Ella estaba ahí, esperándolo. Su presencia le robó el aliento, lucía aún más preciosa que de costumbre, como si algo en su interior estuviera recuperando vida, encontrando la clase de luz que había perdido durante las últimas semanas. Lucy quiso decir algo, pero ni siquiera tuvo que preguntar, la expresión de Theo hablaba por sí sola. Así que recorrió el pequeño tramo que los separaba y cuando lo alcanzó, lo rodeó con los brazos y descansó la cabeza en su pecho. De inmediato, percibió la fragancia masculina, la suave textura de su camisa y el sonido de su corazón que latía repleto de optimismo.
—Ey —habló suave—. Lo siento tanto. Sé que dije que hablaríamos mañana, pero no podía esperar. No quiero perderte —pronunció en un susurro.
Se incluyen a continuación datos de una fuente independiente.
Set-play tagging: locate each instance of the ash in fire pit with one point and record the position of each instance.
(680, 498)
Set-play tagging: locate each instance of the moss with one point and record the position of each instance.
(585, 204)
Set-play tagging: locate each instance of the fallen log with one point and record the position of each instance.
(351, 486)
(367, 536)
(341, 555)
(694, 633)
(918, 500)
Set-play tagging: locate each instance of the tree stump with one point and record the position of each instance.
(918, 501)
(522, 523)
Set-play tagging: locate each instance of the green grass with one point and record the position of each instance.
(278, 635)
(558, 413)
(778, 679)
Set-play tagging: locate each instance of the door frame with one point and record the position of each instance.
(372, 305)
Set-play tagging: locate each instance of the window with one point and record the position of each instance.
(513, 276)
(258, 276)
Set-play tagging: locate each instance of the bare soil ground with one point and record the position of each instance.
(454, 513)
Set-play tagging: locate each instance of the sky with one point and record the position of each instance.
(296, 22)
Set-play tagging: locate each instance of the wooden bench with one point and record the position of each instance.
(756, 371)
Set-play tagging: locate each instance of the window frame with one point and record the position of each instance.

—No pasa nada. Nunca me vas a perder ¿sabes? Tienes todo de mí. Me tienes por completo —aseguró, mientras su mano dejaba caricias en su cabello—. ¿Podemos salir de aquí? Quiero hacer algo y... Este no es el lugar adecuado.
—Claro que sí. Tenemos que celebrar esto. —Despegó el rostro de aquel abrazo para contemplarlo con admiración.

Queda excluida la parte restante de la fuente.